PSNI investigation into Jean Smyth-Campbell murder would not be independent
From Irish Legal News, March 6, 2017:
A fresh PSNI investigation into the 1972 murder of Jean Smyth-Campbell would not meet the requirements of article 2 of the European Convention on Human Rights, the High Court in Belfast has ruled. Margaret McQuillan, sister of Ms. Smyth-Campbell, initiated judicial review proceedings against the PSNI in 2015 after documents uncovered at the National Archives linked the murder to an undercover British military unit.
On Friday, Mr. Justice Paul Maguire found that past investigations – both the original RUC investigation and a 2008 investigation by the Historical Enquiries Team – were fatally flawed. The court also agreed that the PSNI’s Legacy Investigation Branch (LIB) could not be independent for the purposes of carrying out a proper investigation in line with article 2 of the ECHR.

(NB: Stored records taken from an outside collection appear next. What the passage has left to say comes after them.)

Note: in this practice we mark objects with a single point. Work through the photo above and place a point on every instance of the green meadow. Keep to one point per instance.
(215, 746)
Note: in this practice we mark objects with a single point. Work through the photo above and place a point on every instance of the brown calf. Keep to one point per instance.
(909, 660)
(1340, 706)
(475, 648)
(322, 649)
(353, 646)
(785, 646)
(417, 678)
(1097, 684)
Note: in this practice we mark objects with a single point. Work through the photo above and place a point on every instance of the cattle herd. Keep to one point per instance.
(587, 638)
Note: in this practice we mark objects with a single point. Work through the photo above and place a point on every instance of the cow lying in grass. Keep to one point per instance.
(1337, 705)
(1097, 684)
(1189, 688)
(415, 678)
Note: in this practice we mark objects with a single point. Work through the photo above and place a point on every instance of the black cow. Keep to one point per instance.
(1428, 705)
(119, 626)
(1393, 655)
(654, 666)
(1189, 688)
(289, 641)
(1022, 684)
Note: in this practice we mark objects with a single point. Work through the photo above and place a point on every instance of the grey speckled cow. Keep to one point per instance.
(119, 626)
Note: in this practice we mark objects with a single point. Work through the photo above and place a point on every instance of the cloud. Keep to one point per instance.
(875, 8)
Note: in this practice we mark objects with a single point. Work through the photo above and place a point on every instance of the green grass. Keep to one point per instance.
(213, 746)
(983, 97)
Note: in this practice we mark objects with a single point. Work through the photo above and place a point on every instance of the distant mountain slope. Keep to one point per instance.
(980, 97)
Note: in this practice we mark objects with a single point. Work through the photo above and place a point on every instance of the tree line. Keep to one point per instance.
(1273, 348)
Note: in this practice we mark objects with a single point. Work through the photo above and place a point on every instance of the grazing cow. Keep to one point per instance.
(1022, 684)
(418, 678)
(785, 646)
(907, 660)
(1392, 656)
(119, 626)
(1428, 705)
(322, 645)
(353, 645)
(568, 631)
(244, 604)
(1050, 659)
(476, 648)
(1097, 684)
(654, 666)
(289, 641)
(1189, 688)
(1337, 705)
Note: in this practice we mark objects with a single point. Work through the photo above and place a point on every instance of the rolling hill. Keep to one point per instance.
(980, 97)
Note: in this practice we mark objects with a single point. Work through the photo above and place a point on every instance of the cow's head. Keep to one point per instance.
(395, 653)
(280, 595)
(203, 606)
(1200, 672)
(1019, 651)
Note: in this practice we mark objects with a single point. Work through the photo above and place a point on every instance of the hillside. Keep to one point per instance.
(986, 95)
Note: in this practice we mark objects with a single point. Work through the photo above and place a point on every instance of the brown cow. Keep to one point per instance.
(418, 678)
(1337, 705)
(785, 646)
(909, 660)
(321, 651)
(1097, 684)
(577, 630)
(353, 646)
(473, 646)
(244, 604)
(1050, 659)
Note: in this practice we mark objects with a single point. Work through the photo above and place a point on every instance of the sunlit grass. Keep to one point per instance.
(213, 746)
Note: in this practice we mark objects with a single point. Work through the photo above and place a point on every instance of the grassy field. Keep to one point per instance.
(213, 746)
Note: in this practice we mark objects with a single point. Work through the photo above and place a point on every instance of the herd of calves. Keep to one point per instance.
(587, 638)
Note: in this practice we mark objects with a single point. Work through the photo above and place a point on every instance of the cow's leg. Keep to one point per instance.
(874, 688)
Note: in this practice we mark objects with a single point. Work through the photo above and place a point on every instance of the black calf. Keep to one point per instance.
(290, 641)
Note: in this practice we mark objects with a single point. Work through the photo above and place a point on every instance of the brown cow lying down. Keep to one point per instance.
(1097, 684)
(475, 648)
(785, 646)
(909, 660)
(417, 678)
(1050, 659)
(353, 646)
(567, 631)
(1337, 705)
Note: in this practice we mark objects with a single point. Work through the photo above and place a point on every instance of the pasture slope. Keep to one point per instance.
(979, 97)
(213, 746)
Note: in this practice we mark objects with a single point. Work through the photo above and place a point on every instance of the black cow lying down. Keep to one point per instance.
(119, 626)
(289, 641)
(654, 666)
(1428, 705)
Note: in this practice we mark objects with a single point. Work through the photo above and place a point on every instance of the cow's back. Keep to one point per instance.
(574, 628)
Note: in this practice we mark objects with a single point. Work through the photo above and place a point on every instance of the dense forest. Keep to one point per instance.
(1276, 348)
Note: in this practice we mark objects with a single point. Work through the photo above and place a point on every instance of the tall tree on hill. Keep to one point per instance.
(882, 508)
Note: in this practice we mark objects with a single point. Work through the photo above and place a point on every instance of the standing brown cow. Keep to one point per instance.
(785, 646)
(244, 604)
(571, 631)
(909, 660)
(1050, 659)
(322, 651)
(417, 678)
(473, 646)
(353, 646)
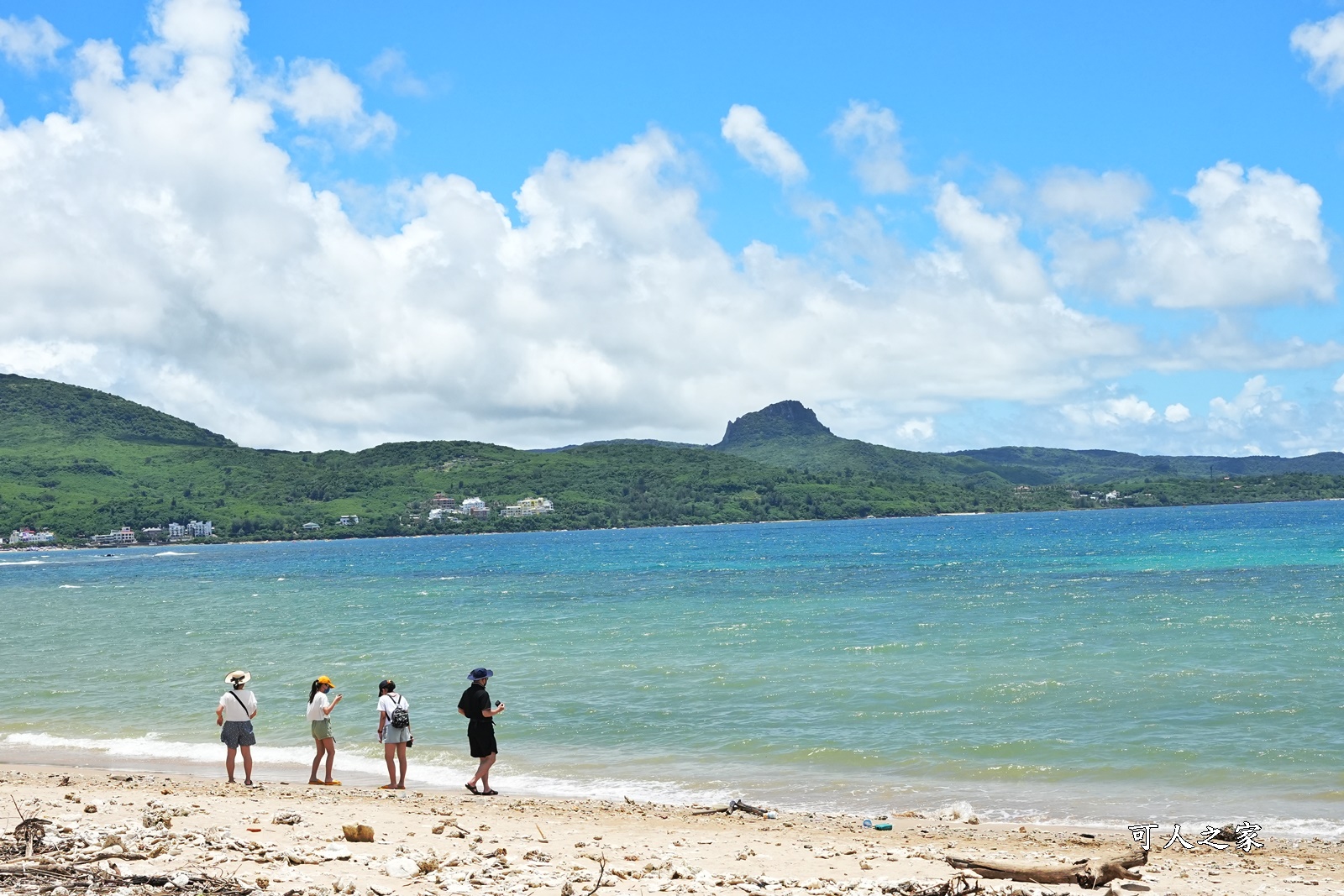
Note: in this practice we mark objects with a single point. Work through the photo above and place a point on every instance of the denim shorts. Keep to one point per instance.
(237, 734)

Mr. Justice Maguire said that “the proposed investigation by the LIB of Mrs. Smyth’s death conflicts with the requirements of Article 2 ECHR as the LIB lacks the requisite independence required to perform an Article 2 complaint investigation in respect of this death”.
Mrs. McQuillan’s lawyer, Niall Ó’Murchú of Madden & Finucane Solicitors, said: “This is a very important judgment for not only the Campbell family but also potentially many other families who are seeking properly independent and article 2 compliant investigations into their loved ones’ deaths.
“The Campbell family is very relieved that this nearly three-year battle is over. They are relieved that an investigation of Jean’s death, which does not involve the PSNI may now proceed, and they feel they finally have obtained some justice for Jean.”